In the case of DVT analysis, the examination starts at the mid-calf with the identification of the tibial veins. This is followed proximally to the popliteal and femoral veins. Each vein is interrogated with interval compression proximally and distally. Proximal compression should interrupt the flow, while distal occlusion should augment flow. If augmentation is not demonstrated upon distal compression, a DVT should be suspected. In the case of upper extremity DVTs, the compressibility of the vein is the main diagnostic criterion, as well as acoustic shadowing as proximal compression of the brachiocephalic or SVC, is impossible. The addition of Color Doppler to the duplex examination has increased the sensitivity and specificity of the examination and allowed for an increased visualization of partial occlusions.
In the evaluation for venous insufficiency, the patient is evaluated while standing or with truncal elevation. This reverses the venous flow by increasing the pressure gradient. With the patient in position, the probe is placed longitudinally in the groin, and each deep and superficial vein is evaluated for compressibility, venous flow, augmentation of flow and visualization. Reflux is induced by either Valsalva or manual proximal compression depending on the location of the vein. Reflux of greater than 500 milliseconds is considered pathologic.
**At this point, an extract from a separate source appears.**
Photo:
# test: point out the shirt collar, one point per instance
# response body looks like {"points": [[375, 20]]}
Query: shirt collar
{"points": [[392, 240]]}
Various arterial diseases are identified and monitored via duplex ultrasonography. These include cerebrovascular, renal, mesenteric, and aortoiliac disease. Examination of torso arteries such as the aortoiliac, renal and visceral arteries can be extremely labor and time intensive. These are again highly operator dependent and rely heavily on appropriate utilization of protocols and well trained vascular staff. Given these limitations, this modality is inferior to other imaging techniques and is reserved for specific clinical situations such as in renal insufficiency patients. If it is utilized, it should be considered. Additional diagnostic testing should follow a screening study and positive results. In the case of cerebrovascular arterial analysis, duplex ultrasound is particularly useful for carotid evaluation. It is highly sensitive and specific for the identification of plaques and can be used to characterize and identify plaques which are more likely to increase the risk of future strokes. These features include hypoechoic and heterogenous plaques which are more likely to cause cerebrovascular symptoms than hyperechoic plaques. Ulcerated plaques are also considered high risk as this is a strong independent risk factor for stroke.
Complications from Duplex ultrasound are usually related to their use during specific procedures and the procedural intervention rather than the utilization of the ultrasound.
Ultrasound imaging is now readily available in most healthcare facilities. Healthcare workers, nurse practitioners, internists and surgeons should first utilize ultrasound as the technique is portable, effective and does not use contrast dye. Today, US is often the first test of choice for imaging abscess, fluid collections, air accumulation, thrombus and patency of blood vessels. The technique is safe and can even be performed at the bedside.